Edward Hopper (1882 – 1967), stands out as one of different realist painters of the twentieth century. Born in Nyack, New York, Hopper grew in a conservative middle-class family. His childhood was not seemingly lacking, as his parent provided him with all he needed, for him to indulge, culture, and evolve his natural-painting skill.
By the time Hopper was a teenager, his prowess had grown to that he could now use charcoal, pen-and-ink, oil, and watercolor with ease. It was after his High School Graduation that Hopper declared his intention to peruse an Art Career.
Soon after Hopper joined the New York School of Art and Design (1900-1906), where he studied with the likes of William Merritt Chase, as well as, Robert Henri, marking the beginning of his life long career in Art. Hopper identified himself as an amalgam of many races, and not a member of any school.

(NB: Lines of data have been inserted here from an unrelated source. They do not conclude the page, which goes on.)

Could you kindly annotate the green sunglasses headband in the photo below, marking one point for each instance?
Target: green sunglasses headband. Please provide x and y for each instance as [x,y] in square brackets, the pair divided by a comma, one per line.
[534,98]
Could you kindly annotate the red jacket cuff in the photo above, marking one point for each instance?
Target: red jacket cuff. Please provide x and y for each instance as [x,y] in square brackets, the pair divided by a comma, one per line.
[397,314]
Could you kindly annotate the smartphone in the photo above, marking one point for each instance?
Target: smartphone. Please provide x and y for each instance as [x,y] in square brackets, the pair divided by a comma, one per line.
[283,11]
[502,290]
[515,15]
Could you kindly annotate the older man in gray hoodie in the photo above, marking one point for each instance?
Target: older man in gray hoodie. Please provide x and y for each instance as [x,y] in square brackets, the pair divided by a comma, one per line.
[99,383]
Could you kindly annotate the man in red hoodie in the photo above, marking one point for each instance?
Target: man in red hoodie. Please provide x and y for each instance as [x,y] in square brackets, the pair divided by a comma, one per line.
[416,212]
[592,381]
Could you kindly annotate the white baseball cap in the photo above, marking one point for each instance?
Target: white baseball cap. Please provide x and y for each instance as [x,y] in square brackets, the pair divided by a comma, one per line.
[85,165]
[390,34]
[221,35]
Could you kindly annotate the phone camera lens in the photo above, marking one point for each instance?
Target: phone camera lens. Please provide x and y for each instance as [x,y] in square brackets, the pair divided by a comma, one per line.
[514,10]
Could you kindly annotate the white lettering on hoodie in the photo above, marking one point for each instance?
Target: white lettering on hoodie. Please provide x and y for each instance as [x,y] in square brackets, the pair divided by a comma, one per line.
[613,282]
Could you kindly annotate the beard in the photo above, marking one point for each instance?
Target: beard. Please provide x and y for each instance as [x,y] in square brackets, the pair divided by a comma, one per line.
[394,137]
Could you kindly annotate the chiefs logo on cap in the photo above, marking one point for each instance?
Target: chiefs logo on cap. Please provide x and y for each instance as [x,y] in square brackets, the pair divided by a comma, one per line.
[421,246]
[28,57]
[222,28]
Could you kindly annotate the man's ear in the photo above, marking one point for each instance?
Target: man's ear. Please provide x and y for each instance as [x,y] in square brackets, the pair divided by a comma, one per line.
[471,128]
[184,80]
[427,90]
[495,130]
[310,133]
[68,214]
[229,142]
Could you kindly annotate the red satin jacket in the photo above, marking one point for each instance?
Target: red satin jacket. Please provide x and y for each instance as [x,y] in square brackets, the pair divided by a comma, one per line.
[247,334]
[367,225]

His unique realist painting style passed the test of time, for European Modernism did not affect his realist painting style. Hopper expressed his inner life and personal vision of the American scene and is prominent for depicting crystal clear white light that is a highlight in most of his famous paintings.

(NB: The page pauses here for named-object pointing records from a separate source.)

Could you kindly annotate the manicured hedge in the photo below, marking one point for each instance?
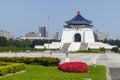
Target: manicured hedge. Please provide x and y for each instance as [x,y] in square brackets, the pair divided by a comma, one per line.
[74,67]
[46,61]
[10,68]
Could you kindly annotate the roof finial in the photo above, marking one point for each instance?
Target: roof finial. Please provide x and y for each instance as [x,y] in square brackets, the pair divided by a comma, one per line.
[78,12]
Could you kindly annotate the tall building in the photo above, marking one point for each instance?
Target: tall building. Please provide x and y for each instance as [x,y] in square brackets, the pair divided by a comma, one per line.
[43,31]
[100,35]
[5,34]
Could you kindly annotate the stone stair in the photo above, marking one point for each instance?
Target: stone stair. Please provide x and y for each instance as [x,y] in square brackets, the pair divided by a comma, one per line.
[65,46]
[84,46]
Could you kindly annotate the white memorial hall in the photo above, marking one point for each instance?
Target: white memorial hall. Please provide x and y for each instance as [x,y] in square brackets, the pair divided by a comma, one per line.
[77,35]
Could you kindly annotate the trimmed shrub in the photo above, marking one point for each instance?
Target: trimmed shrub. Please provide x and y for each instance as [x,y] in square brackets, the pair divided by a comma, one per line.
[11,68]
[74,67]
[46,61]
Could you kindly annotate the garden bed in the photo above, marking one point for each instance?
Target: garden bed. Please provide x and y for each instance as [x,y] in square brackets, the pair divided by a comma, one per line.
[38,72]
[7,68]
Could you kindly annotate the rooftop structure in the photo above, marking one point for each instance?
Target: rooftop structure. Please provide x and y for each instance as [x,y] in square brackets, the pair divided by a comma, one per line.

The light has not used a medium to highlight a situation, but rather the light is the situation, and conclusively, is an entity that expresses emotions beyond words, similar to how a human's face express feelings. Edward Hopper, a man of few words, knew what he wanted and why.
Nonetheless, through his career hopper and his wife, Jo, who is also an artist occupied the same modest flat in Manhattan’s Washington Square.
After many travels, and trying new locations, of which he detested the contrast of light and shadow, for his inspiration in painting, the Hoppers finally settled at Truro Cape Cod, where blond light, treeless dunes, and pale shadows, captured and also held those interest for the rest of his life. Legend has it that, Corn Hill received the name from Mayflower pilgrims, of whom in 1620, got a huge supply of an Indian corn which saved them from starving.